Topics: bankruptcy voting, creditor claims, appeals and review, trustee elections

Summary

Background

A creditor named Sternbergh filed a proof of claim for $14,438.86 and said he would use that claim to vote in the election of a bankruptcy trustee. Other parties objected because they claimed Sternbergh actually owed the bankrupt company for unpaid stock. A referee ruled the claim could not be used for voting “for the present,” and the federal trial judge agreed. Sternbergh then asked the appellate court to revise that legal ruling.

Reasoning

The central question was whether the Supreme Court could hear an appeal from the appellate court’s review of that provisional decision. The Court explained that appeals to the Supreme Court are allowed only from final decisions about claims, not from supervisory or provisional actions. The referee’s order was temporary and left the claimant’s rights open, and the appellate court treated the facts as undisputed while differing only over their legal meaning.
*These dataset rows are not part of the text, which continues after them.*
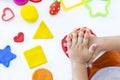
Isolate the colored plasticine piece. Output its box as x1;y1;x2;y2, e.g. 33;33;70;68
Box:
30;0;42;3
24;46;47;68
61;27;96;57
33;21;54;39
14;0;29;6
0;45;16;67
32;68;53;80
14;32;24;42
49;0;60;15
85;0;110;17
21;4;38;23
60;0;85;10
2;7;15;21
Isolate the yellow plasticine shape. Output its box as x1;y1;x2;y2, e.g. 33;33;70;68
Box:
33;21;54;39
24;46;47;68
60;0;85;10
21;4;38;23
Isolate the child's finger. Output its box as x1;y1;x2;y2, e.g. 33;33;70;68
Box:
66;35;72;49
88;44;99;67
72;30;77;46
83;30;89;45
78;28;84;44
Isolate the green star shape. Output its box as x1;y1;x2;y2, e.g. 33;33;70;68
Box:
85;0;110;17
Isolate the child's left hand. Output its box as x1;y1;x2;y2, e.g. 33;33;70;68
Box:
67;29;96;64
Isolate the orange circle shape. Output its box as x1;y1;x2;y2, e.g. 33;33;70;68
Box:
32;68;53;80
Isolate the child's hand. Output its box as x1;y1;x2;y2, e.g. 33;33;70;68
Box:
67;29;96;64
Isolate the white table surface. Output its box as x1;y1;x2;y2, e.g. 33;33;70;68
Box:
0;0;120;80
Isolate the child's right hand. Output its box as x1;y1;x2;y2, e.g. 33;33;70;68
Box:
67;29;96;64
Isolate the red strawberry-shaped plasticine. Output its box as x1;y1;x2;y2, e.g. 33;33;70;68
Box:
49;0;60;15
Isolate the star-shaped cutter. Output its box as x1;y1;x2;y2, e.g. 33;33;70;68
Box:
85;0;110;17
0;45;16;67
60;0;85;10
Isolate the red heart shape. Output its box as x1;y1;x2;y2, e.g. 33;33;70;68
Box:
2;7;15;21
14;32;24;42
30;0;42;3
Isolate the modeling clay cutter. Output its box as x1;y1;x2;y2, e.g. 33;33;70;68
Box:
2;7;15;21
85;0;110;17
60;0;85;10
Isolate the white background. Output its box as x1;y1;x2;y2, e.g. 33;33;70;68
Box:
0;0;120;80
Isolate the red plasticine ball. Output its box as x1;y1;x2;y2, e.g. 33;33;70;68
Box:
61;27;96;57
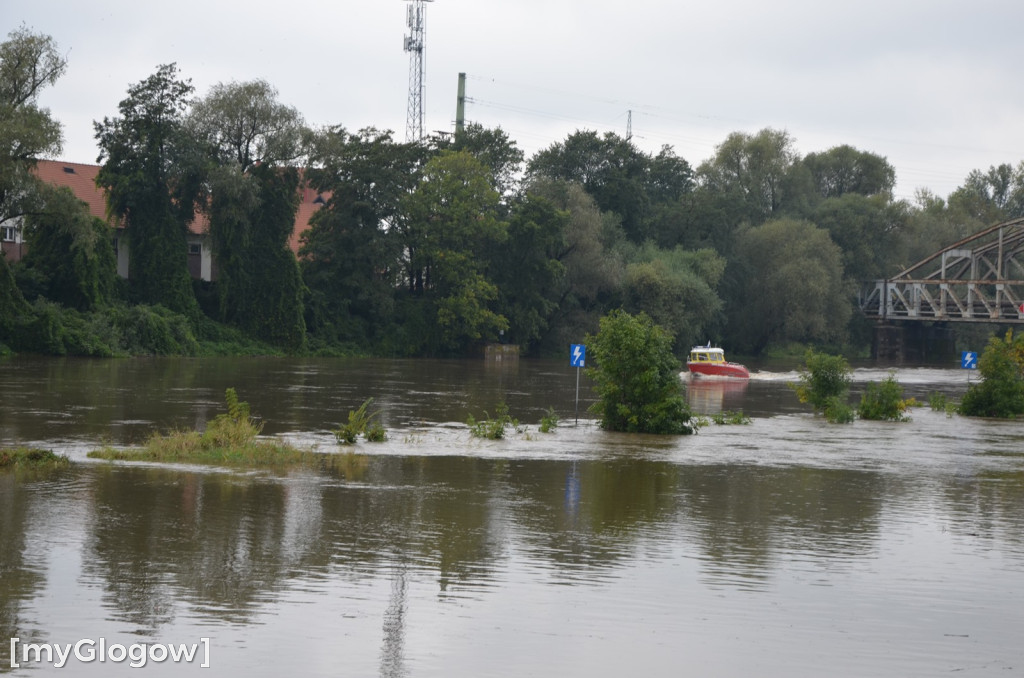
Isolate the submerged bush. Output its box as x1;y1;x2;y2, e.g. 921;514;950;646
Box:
790;350;854;424
334;397;387;444
959;330;1024;419
587;309;695;434
466;402;522;440
0;448;71;469
539;408;558;433
857;374;908;421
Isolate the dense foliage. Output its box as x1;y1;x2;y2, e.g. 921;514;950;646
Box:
587;309;693;434
6;29;1024;360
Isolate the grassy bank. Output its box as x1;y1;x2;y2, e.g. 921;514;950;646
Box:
88;388;335;466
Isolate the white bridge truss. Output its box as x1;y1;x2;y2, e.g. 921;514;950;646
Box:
860;218;1024;324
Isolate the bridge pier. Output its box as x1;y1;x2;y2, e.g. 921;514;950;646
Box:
871;322;956;365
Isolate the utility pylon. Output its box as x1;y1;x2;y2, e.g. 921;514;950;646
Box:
406;0;434;141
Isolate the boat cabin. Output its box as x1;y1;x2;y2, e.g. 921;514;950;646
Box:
687;346;725;364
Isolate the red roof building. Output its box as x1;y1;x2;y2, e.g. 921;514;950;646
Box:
0;160;324;281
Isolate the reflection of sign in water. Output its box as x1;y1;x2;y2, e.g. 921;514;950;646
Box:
565;462;580;515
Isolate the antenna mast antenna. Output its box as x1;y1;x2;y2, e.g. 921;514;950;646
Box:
404;0;434;141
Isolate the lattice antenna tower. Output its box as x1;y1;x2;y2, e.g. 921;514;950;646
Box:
406;0;434;141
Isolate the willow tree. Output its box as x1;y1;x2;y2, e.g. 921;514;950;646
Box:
0;27;68;342
188;80;305;350
94;63;204;317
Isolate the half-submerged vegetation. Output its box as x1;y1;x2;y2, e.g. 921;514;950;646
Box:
587;309;695;434
88;388;331;466
959;330;1024;419
334;397;387;444
790;350;854;424
857;373;914;421
466;402;524;440
0;448;71;470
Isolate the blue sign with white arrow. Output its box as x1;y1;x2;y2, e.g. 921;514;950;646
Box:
569;344;587;368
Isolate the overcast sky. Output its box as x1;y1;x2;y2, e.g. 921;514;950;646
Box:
8;0;1024;199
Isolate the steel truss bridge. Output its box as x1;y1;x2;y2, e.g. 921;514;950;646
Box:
860;218;1024;324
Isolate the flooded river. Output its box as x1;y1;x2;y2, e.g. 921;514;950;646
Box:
0;358;1024;678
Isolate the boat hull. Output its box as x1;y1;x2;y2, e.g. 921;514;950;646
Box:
686;363;751;379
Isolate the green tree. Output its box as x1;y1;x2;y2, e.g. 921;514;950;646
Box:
814;193;909;283
697;128;810;225
959;330;1024;418
442;123;523;197
726;219;852;353
802;144;896;199
527;179;626;353
401;151;508;352
487;195;569;350
188;80;305;350
587;309;693;434
792;350;853;423
300;127;428;352
94;63;205;319
0;26;68;231
23;186;117;310
622;245;726;350
527;131;692;243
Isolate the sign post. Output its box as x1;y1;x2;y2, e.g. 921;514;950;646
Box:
569;344;587;426
961;350;978;384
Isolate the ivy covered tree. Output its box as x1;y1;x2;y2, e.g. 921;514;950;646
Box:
0;26;68;350
94;63;206;319
300;127;429;353
587;309;694;434
22;185;117;310
188;80;306;350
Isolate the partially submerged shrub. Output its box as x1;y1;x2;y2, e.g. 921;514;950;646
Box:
540;408;558;433
587;309;695;434
466;402;522;440
0;448;71;469
334;397;387;444
790;350;854;424
959;330;1024;419
201;388;263;448
857;373;908;421
711;411;752;426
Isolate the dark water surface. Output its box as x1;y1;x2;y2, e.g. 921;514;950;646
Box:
0;358;1024;678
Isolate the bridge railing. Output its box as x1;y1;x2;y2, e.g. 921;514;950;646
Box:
860;219;1024;324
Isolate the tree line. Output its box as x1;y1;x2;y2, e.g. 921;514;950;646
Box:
0;27;1024;355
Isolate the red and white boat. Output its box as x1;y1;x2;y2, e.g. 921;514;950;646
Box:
686;344;751;379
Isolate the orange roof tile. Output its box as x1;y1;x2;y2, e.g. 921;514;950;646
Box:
36;160;324;254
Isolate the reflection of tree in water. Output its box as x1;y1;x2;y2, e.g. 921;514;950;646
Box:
679;466;886;583
0;471;47;673
499;459;679;578
85;468;325;632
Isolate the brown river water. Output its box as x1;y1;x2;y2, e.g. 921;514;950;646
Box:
0;358;1024;678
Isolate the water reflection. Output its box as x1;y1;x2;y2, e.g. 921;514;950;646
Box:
0;361;1024;677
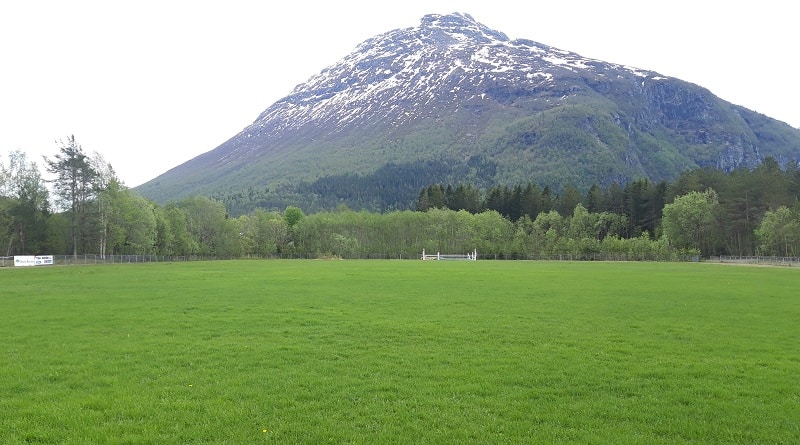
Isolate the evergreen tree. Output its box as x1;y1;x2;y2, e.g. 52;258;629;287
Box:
45;135;97;258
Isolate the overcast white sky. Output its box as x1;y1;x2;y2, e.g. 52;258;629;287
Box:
0;0;800;187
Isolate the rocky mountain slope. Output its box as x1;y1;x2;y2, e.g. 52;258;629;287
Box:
138;14;800;211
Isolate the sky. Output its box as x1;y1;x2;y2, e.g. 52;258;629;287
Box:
0;0;800;187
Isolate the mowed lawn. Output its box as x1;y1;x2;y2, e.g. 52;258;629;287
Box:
0;260;800;444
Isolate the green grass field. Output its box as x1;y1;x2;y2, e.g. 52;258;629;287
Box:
0;260;800;444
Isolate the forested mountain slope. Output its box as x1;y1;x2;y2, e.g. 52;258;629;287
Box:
137;14;800;213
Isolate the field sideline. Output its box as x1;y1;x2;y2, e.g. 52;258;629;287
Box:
0;260;800;444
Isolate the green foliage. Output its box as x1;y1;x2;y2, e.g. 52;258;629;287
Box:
283;206;306;228
663;189;719;254
756;206;800;256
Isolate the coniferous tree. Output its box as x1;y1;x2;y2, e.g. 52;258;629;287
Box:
45;135;97;258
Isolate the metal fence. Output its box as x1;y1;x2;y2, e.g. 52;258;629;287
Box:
0;252;712;267
709;256;800;267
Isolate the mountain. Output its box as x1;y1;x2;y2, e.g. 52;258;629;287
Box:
137;14;800;213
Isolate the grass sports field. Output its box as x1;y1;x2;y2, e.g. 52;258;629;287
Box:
0;260;800;444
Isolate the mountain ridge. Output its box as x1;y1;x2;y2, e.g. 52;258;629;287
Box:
137;13;800;212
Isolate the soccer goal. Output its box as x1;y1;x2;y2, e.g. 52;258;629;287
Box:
420;249;478;261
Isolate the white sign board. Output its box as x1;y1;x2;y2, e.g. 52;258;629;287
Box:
14;255;53;267
14;255;36;267
33;255;54;266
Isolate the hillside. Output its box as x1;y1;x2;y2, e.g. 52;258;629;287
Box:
137;10;800;213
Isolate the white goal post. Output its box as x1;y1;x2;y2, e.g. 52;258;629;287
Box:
420;249;478;261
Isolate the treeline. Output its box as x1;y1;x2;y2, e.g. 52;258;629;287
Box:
416;158;800;255
0;138;800;259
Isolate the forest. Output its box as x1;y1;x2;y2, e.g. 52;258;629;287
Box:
0;137;800;260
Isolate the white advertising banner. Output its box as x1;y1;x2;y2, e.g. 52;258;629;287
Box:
33;255;53;266
14;255;36;267
14;255;54;267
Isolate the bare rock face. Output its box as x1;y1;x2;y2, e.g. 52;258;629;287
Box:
139;14;800;210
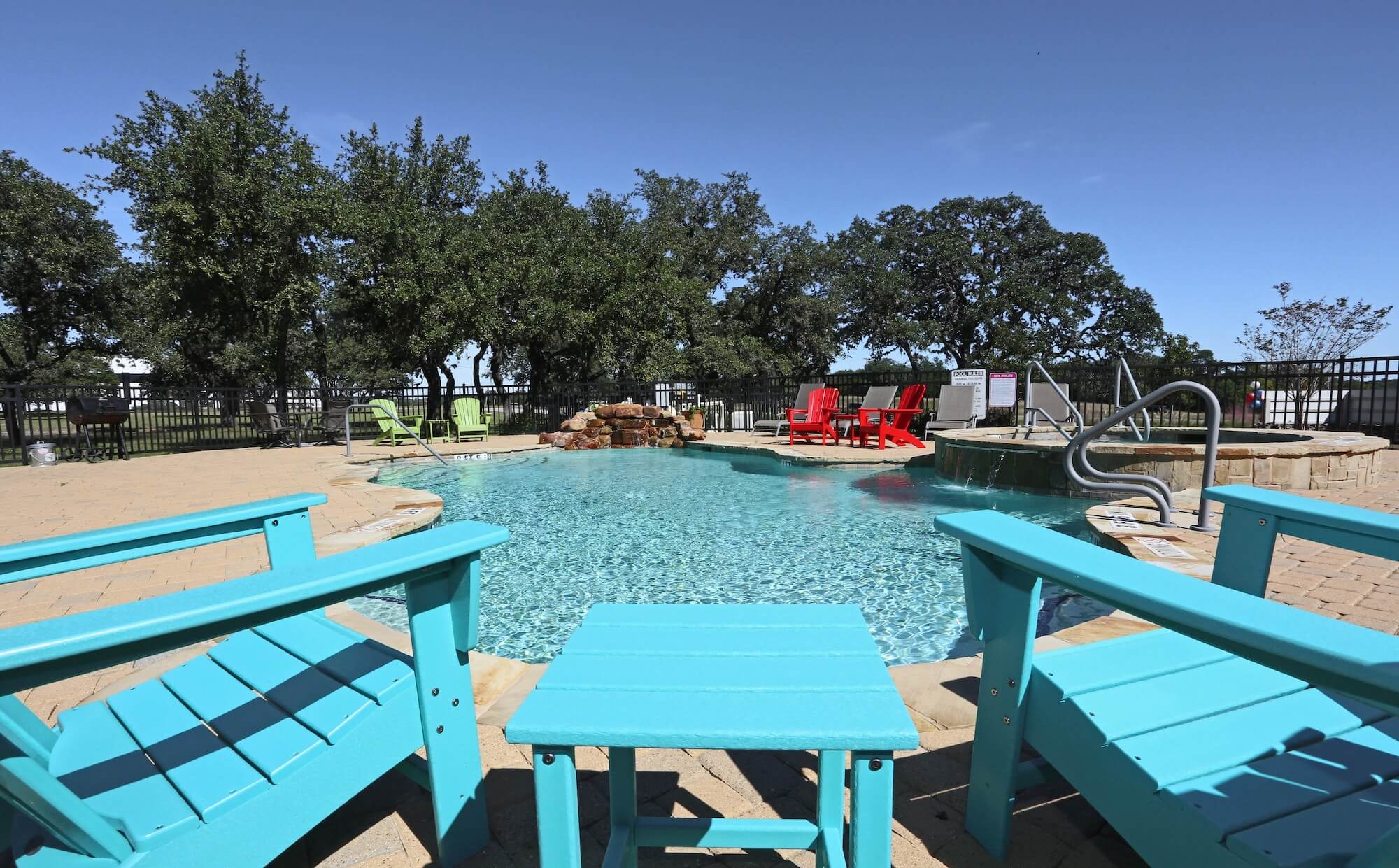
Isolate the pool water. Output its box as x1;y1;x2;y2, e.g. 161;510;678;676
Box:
351;450;1108;664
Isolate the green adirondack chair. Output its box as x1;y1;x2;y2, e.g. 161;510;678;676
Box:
368;397;422;447
936;486;1399;868
452;397;491;443
0;495;508;868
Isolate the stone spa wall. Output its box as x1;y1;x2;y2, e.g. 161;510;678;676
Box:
935;428;1389;500
539;403;705;450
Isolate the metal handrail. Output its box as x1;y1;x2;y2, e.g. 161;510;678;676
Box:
1025;361;1083;441
1112;355;1151;441
1063;379;1220;531
346;403;452;468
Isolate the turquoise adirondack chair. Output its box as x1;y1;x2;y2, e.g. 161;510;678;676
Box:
937;486;1399;868
369;397;422;447
452;397;491;443
0;495;508;868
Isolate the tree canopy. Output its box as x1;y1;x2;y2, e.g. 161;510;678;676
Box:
835;196;1163;369
0;55;1237;403
0;151;127;382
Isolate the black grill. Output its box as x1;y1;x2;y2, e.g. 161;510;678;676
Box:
66;394;132;461
67;394;132;425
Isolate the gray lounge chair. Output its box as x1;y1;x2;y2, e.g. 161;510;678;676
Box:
923;386;977;439
1025;382;1074;431
753;382;825;437
835;386;898;437
246;400;301;450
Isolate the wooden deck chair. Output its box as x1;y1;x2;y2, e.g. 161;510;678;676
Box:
851;382;928;450
753;382;825;437
0;495;508;868
788;389;841;447
936;486;1399;868
452;397;491;443
368;397;422;447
Because this was a supervisory, nonfinal ruling about the legal effect of agreed facts, the Supreme Court held it had no proper basis to hear the case and therefore dismissed the appeal.

Real world impact

This ruling is procedural: it leaves the lower courts’ handling of the claim and the trustee selection in place and emphasizes that creditors generally need a final decision about a claim before seeking Supreme Court review. The dismissal does not decide the underlying claim on its merits, so the question whether Sternbergh’s claim may later be allowed for voting remains open in the lower courts.